The following questions concern internal controls, and the testing of internal controls, in the inventory and warehousing cycle. Choose the best response.
a. For control purposes, the quantities of materials ordered may be omitted from the
copy of the purchase order that is
(1) returned to the requisitioner.
(2) forwarded to the receiving department.
(3) forwarded to the accounting department.
(4) retained in the purchasing department’s files.
b. For several years, a client’s physical inventory count has been lower than the amount shown on the books at the time of the count. Contributing to the inventory problem could be material weaknesses in internal control that led to failure to record some
(1) purchases returned to vendors.
(2) sales returns received.
(3) sales discounts allowed.
(4) cash purchases.
c. Which of the following internal control procedures most likely would be used to
maintain accurate inventory records?
(1) Perpetual inventory records are periodically compared with the current cost of
individual inventory items.
(2) A just-in-time inventory ordering system keeps inventory levels to a desired minimum.

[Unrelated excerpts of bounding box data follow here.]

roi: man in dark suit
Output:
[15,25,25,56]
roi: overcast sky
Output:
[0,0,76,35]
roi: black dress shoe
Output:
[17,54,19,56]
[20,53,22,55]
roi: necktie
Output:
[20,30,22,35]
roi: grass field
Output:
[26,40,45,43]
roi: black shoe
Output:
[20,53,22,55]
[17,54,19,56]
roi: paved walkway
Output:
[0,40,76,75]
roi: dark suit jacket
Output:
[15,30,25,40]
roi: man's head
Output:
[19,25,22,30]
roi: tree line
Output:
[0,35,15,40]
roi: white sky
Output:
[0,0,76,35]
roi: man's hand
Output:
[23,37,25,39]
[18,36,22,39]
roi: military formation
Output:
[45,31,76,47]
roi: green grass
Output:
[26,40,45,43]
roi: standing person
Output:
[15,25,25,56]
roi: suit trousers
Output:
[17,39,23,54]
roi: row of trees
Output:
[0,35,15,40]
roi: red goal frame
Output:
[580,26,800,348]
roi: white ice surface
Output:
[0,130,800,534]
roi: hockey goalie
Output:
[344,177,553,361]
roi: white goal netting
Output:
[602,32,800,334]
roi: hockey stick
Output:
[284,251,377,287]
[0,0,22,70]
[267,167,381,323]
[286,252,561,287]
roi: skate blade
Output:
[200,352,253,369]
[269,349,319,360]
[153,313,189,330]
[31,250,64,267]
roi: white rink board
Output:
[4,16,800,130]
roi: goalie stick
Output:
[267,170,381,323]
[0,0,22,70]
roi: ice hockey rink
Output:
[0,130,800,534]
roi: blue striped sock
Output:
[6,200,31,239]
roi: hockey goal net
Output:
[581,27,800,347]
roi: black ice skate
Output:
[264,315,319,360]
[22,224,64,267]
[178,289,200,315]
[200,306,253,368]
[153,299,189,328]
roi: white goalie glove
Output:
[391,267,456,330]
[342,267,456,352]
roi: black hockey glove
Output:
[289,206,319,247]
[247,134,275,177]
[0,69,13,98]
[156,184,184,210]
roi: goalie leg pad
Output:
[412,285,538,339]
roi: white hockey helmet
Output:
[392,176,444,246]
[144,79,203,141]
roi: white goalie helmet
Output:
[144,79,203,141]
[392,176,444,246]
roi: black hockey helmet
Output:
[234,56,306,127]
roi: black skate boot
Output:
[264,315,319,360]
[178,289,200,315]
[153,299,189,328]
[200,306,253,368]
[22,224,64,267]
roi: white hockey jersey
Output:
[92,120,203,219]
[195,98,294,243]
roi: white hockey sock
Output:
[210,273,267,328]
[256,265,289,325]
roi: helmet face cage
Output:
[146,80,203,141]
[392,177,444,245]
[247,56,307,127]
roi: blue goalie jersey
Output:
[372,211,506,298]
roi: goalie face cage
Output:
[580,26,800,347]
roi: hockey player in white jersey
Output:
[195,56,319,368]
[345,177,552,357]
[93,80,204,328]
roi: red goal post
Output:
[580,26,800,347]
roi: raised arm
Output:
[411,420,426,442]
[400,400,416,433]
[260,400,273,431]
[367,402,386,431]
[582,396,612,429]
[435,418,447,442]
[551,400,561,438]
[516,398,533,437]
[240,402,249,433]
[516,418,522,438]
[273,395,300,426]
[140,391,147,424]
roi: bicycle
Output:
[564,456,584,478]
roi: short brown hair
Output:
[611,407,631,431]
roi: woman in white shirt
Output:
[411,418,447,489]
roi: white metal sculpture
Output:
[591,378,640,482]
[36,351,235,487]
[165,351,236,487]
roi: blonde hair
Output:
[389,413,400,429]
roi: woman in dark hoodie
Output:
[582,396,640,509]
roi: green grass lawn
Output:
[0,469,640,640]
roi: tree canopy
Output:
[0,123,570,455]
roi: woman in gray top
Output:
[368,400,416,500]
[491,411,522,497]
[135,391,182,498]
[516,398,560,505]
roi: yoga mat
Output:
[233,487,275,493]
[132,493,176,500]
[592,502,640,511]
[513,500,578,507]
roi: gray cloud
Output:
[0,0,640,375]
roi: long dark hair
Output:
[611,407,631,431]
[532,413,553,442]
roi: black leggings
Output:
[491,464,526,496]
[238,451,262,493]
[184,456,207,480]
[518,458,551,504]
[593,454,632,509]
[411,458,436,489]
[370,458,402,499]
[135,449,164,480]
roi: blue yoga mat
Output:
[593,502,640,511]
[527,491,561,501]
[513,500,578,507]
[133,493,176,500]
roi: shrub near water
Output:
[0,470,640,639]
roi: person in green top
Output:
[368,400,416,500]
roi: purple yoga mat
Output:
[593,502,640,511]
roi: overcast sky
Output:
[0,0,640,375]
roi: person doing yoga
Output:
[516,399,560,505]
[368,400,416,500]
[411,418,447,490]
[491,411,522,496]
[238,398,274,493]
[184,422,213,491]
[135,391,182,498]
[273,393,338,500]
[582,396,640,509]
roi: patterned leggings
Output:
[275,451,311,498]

(3) Requisitions, receiving reports, and purchase orders are independently matched
before payment is approved.
(4) Periodic inventory counts are used to adjust the perpetual inventory records.
21-14 (OBJECTIVES 21-1, 21-4, 21-5, 21-6) The following questions deal with tests of details of
balances and substantive analytical procedures for inventory. Choose the best response.
a. An auditor selected items for test counts while observing a client’s physical inventory.
The auditor traced the test counts to the client’s inventory listing. This procedure
likely obtained evidence about which balance-related audit objective for inventory?
(1) Existence
(2) Rights and obligations
(3) Completeness
(4) Realizable value
b. If the perpetual records show lower quantities of inventory than the physical count,
an explanation of the difference might be unrecorded
(1) sales.
(2) sales discounts.
(3) purchases.
(4) purchase discounts.
c. An inventory turnover analysis is useful to the auditor because it may detect
(1) inadequacies in inventory pricing.
(2) methods of avoiding cyclical holding costs.
(3) the existence of obsolete merchandise.
(4) the optimum automatic reorder points.